His father continued, “I didn’t run around with fifty women, either. I was not a Hollywood star. I didn’t have time to go to Cuba for a vacation. I stayed at home and took care of my children.”

Oh, thought Wilhelm, eyes turning upward. Why did I come here in the first place, to live near him? New York is like a gas. The colors are running. My head feels so tight, I don’t know what I’m doing. He thinks I want to take away his money or that I envy him. He doesn’t see what I want.

“Dad,” Wilhelm said aloud, “you’re being very unfair. It’s true the movies was a false step. But I love my boys. I didn’t abandon them. I left Margaret because I had to.”

“Why did you have to?”

“Well—” said Wilhelm, struggling to condense his many reasons into a few plain words. “I had to—I had to.”

With sudden and surprising bluntness his father said, “Did you have bed-trouble with her? Then you should have stuck it out. Sooner or later everyone has it. Normal people stay with it. It passes. But you wouldn’t, so now you pay for your stupid romantic notions. Have I made my view clear?”

It was very clear. Wilhelm seemed to hear it repeated from various sides and inclined his head different ways, and listened and thought. Finally he said, “I guess that’s the medical standpoint. You may be right. I just couldn’t live with Margaret. I wanted to stick it out, but I was getting very sick. She was one way and I was another. She wouldn’t be like me, so I tried to be like her, and I couldn’t do it.”

“Are you sure she didn’t tell you to go?” the doctor said.

“I wish she had. I’d be in a better position now. No, it was me. I didn’t want to leave, but I couldn’t stay. Somebody had to take the initiative. I did. Now I’m the fan guy too.”

Pushing aside in advance all the objections that his son would make, the doctor said, “Why did you lose your job with Rojax?”

“I didn’t, I’ve told you.”

“You’re lying. You wouldn’t have ended the connection. You need the money too badly.

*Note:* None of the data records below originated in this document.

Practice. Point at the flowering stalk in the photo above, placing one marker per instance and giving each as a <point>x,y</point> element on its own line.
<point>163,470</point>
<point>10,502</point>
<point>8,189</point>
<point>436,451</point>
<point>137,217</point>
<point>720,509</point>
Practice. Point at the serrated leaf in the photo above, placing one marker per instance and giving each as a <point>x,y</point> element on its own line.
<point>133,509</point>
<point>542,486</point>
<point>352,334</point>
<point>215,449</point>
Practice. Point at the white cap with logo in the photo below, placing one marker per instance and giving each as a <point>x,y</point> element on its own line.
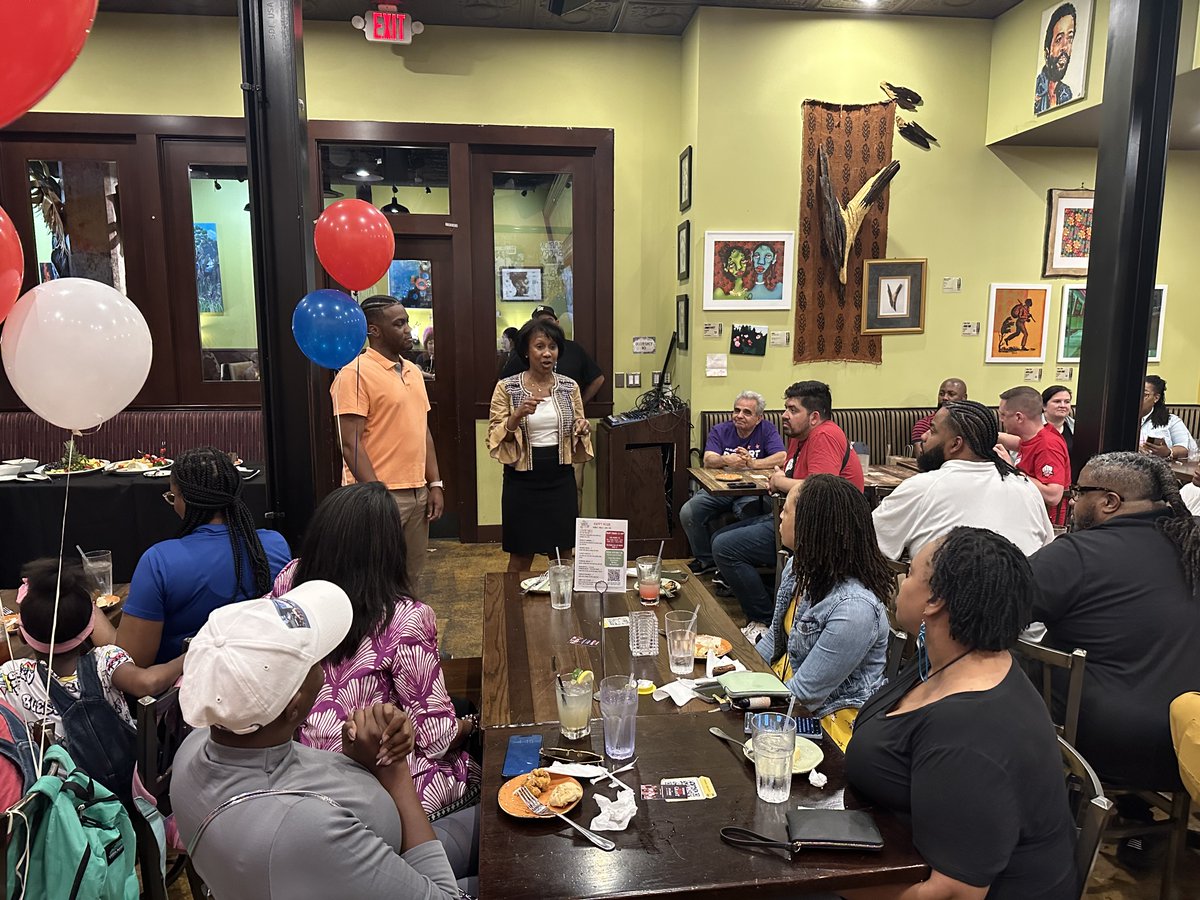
<point>251,658</point>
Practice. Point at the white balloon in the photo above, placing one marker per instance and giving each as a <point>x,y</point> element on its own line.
<point>77,352</point>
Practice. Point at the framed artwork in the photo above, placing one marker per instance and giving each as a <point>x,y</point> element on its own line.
<point>682,322</point>
<point>894,297</point>
<point>1017,323</point>
<point>411,281</point>
<point>749,270</point>
<point>1071,323</point>
<point>208,269</point>
<point>1063,41</point>
<point>685,180</point>
<point>523,283</point>
<point>748,340</point>
<point>683,250</point>
<point>1068,233</point>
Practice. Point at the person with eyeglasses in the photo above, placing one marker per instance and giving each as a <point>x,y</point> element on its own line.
<point>383,408</point>
<point>1163,433</point>
<point>217,558</point>
<point>748,441</point>
<point>1125,586</point>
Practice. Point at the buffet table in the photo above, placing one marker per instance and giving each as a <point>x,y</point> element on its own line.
<point>124,514</point>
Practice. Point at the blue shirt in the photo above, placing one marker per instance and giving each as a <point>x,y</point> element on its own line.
<point>762,442</point>
<point>179,582</point>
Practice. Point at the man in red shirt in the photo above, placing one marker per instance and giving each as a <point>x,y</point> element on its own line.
<point>1042,454</point>
<point>816,445</point>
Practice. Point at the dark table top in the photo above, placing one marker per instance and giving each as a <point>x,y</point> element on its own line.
<point>525,640</point>
<point>676,847</point>
<point>120,513</point>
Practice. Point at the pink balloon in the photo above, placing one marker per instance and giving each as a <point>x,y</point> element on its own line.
<point>354,243</point>
<point>12,264</point>
<point>76,352</point>
<point>39,41</point>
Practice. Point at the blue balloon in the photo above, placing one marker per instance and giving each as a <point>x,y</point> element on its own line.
<point>330,328</point>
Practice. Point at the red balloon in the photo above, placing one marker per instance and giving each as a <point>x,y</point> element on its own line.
<point>39,41</point>
<point>354,243</point>
<point>12,265</point>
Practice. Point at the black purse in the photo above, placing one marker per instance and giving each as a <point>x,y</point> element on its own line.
<point>815,829</point>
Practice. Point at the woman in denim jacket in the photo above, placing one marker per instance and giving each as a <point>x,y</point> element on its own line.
<point>829,633</point>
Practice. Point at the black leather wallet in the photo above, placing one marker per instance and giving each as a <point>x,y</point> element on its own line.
<point>815,829</point>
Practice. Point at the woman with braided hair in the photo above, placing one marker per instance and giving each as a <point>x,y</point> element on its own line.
<point>217,558</point>
<point>961,741</point>
<point>1125,586</point>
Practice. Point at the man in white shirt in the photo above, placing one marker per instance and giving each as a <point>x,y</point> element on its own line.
<point>963,481</point>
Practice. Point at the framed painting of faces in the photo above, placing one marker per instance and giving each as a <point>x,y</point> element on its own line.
<point>749,270</point>
<point>1063,41</point>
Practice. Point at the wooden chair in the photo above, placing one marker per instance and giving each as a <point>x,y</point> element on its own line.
<point>161,730</point>
<point>1090,808</point>
<point>1039,663</point>
<point>898,646</point>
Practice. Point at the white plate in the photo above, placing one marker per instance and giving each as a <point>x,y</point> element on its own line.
<point>805,757</point>
<point>41,469</point>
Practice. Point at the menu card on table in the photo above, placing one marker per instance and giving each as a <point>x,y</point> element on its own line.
<point>600,553</point>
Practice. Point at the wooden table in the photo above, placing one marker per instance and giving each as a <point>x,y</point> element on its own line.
<point>676,847</point>
<point>713,485</point>
<point>526,642</point>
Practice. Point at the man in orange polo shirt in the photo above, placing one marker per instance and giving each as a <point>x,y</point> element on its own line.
<point>383,411</point>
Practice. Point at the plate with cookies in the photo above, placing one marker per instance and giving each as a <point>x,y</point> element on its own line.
<point>562,793</point>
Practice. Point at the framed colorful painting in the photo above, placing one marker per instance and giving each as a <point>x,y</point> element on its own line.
<point>1071,323</point>
<point>749,270</point>
<point>894,297</point>
<point>1017,323</point>
<point>1068,233</point>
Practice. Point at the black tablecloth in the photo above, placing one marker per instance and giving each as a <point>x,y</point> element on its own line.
<point>124,514</point>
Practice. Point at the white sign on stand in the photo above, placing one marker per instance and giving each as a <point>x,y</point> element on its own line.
<point>601,547</point>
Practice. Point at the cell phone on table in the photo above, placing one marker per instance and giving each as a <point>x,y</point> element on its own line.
<point>522,756</point>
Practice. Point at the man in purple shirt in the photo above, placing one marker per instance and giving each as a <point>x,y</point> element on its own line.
<point>745,442</point>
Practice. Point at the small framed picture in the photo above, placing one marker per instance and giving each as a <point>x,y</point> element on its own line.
<point>894,297</point>
<point>685,180</point>
<point>682,322</point>
<point>521,285</point>
<point>683,250</point>
<point>1068,233</point>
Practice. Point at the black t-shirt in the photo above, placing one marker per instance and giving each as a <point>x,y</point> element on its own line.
<point>574,363</point>
<point>981,777</point>
<point>1117,591</point>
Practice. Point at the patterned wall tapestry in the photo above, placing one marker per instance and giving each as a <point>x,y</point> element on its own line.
<point>858,142</point>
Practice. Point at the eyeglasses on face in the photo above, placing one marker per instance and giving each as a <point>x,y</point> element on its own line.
<point>1077,490</point>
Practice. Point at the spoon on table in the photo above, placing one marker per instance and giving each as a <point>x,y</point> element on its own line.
<point>718,733</point>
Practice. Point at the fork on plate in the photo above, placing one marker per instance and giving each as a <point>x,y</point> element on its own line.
<point>540,809</point>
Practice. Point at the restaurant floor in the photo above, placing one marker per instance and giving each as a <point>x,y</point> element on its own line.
<point>453,583</point>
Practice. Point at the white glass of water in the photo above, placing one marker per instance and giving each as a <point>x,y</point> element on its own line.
<point>681,627</point>
<point>618,708</point>
<point>774,743</point>
<point>561,579</point>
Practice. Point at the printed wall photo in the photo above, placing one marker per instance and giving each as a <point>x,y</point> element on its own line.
<point>748,340</point>
<point>1063,42</point>
<point>208,269</point>
<point>411,281</point>
<point>749,270</point>
<point>1017,323</point>
<point>1071,323</point>
<point>521,285</point>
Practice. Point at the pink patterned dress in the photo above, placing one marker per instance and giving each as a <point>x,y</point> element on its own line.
<point>400,665</point>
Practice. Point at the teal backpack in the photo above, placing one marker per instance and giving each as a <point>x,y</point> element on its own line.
<point>71,839</point>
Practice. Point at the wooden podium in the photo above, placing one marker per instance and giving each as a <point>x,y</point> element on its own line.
<point>642,477</point>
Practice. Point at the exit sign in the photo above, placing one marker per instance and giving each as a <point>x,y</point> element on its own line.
<point>388,27</point>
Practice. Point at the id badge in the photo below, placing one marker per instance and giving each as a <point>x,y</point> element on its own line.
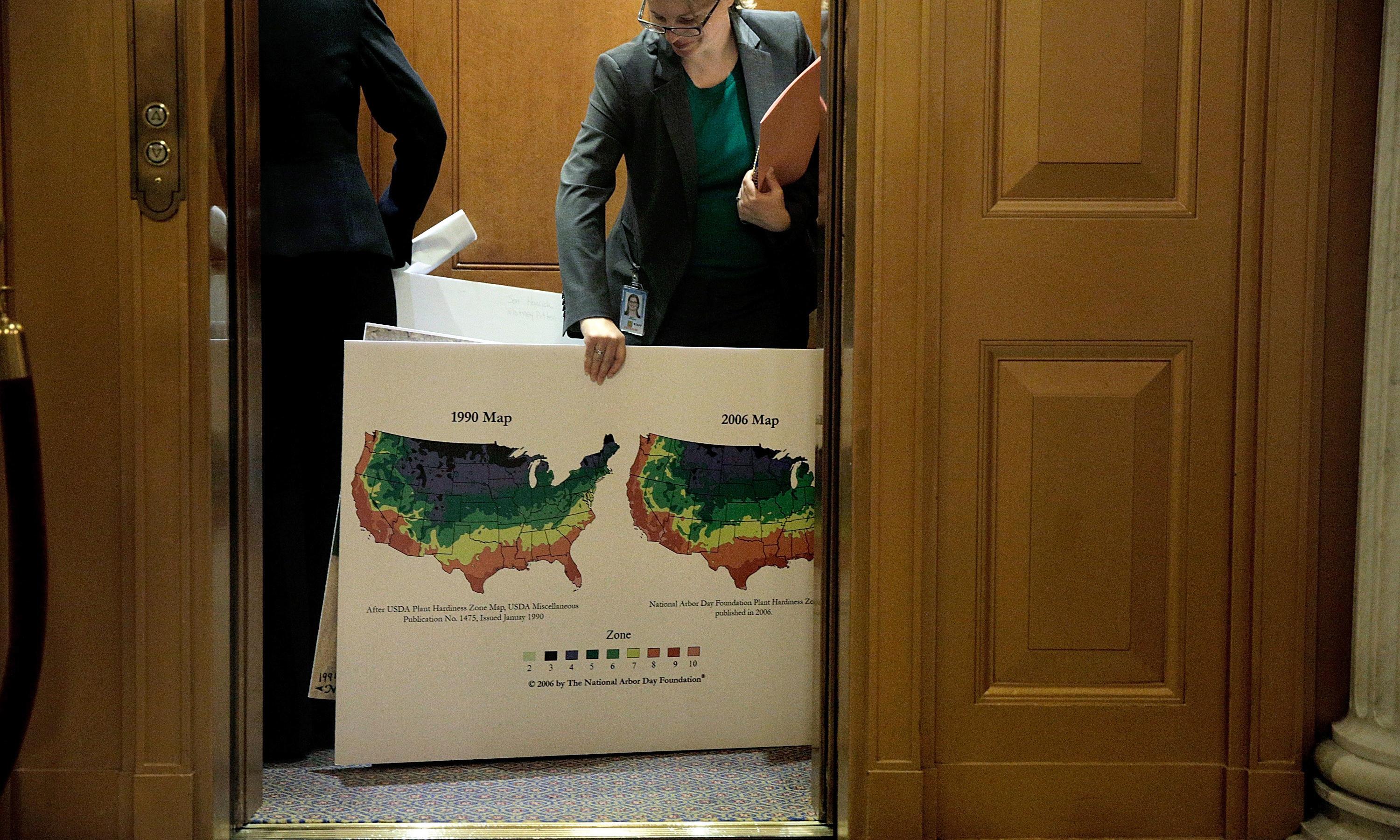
<point>633,311</point>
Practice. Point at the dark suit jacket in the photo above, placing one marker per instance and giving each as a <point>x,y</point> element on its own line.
<point>317,56</point>
<point>640,111</point>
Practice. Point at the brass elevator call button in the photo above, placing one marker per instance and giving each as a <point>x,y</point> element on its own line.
<point>157,153</point>
<point>157,115</point>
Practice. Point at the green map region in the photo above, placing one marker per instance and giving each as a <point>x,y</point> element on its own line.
<point>476,507</point>
<point>742,509</point>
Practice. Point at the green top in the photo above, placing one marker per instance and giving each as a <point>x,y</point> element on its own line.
<point>724,247</point>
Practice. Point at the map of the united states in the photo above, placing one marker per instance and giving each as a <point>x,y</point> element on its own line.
<point>476,507</point>
<point>742,509</point>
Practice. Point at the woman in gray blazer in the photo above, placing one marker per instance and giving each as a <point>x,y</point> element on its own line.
<point>726,255</point>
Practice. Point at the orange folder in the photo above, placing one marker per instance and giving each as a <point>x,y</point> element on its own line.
<point>789,131</point>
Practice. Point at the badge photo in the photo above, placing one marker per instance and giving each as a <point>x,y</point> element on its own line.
<point>633,311</point>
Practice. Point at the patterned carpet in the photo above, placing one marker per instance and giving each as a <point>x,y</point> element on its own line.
<point>758,784</point>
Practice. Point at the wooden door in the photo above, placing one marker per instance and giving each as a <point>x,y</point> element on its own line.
<point>1097,315</point>
<point>115,310</point>
<point>511,83</point>
<point>1085,439</point>
<point>1088,266</point>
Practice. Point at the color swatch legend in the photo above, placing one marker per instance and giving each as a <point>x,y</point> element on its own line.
<point>672,653</point>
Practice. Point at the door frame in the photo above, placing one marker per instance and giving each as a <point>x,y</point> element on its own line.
<point>238,629</point>
<point>892,345</point>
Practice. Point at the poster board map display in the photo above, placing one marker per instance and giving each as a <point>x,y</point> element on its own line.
<point>537,565</point>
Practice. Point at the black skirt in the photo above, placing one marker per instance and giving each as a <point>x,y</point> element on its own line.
<point>311,306</point>
<point>731,313</point>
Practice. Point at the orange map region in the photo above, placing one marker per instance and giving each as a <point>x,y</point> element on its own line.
<point>741,556</point>
<point>513,556</point>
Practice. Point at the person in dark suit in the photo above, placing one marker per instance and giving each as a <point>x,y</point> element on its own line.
<point>727,255</point>
<point>328,248</point>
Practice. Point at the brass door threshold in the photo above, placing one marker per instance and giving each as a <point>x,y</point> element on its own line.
<point>528,831</point>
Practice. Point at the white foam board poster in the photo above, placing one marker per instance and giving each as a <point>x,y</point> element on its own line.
<point>534,565</point>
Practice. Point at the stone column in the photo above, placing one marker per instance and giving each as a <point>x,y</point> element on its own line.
<point>1360,784</point>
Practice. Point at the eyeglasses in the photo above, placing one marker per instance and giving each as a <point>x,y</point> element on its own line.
<point>678,31</point>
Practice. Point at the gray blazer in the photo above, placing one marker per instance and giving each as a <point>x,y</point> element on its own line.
<point>640,111</point>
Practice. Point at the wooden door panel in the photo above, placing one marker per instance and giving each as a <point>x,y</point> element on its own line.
<point>1094,107</point>
<point>511,83</point>
<point>1084,465</point>
<point>1087,362</point>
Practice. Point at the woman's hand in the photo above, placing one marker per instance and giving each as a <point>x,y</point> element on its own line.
<point>763,205</point>
<point>605,348</point>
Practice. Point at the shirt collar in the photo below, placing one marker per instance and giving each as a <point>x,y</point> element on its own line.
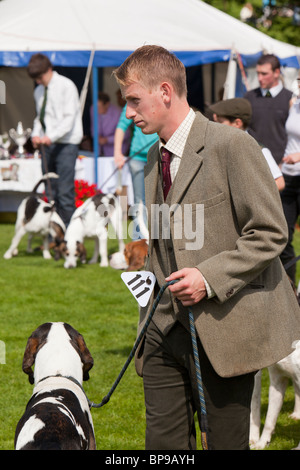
<point>177,141</point>
<point>275,90</point>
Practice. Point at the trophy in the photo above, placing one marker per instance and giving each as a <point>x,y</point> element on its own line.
<point>4,146</point>
<point>20,136</point>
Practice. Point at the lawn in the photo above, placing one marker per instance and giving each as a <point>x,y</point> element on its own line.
<point>97,303</point>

But you must have got into trouble.” The small old man spoke concisely and with great strength. “Since you have to talk and can’t let it alone, tell the truth. Was there a scandal—a woman?”

Wilhelm fiercely defended himself. “No, Dad, there wasn’t any woman. I told you how it was.”

“Maybe it was a man, then,” the old man said wickedly.

Shocked, Wilhelm stared at him with burning pallor and dry lips. His skin looked a little yellow. “I don’t think you know what you’re talking about,” he answered after a moment. “You shouldn’t let your imagination run so free. Since you’ve been living here on Broadway you must think you understand life, up to date. You ought to know your own son a little better. Let’s drop that, now.”

“All right, Wilky, I’ll withdraw it. But something must have happened in Roxbury nevertheless. You’ll never go back. You’re just talking wildly about representing a rival company. You won’t. You’ve done something to spoil your reputation, I think. But you’ve got girl friends who are expecting you back, isn’t that so?”

“I take a lady out now and then while on the road,” said Wilhelm. “I’m not a monk.”

“No one special? Are you sure you haven’t gotten into complications?”

He had tried to unburden himself and instead, Wilhelm thought, he had to undergo an inquisition to prove himself worthy of a sympathetic word. Because his father believed that he did all kinds of gross things.

“There is a woman in Roxbury that I went with. We fell in love and wanted to marry, but she got tired of waiting for my divorce. Margaret figured that. On top of which the girl was a Catholic and I had to go with her to the priest and make an explanation.”

Neither did this last confession touch Dr. Adler’s sympathies or sway his calm old head or affect the color of his complexion.

“No, no, no, no; all wrong,” he said.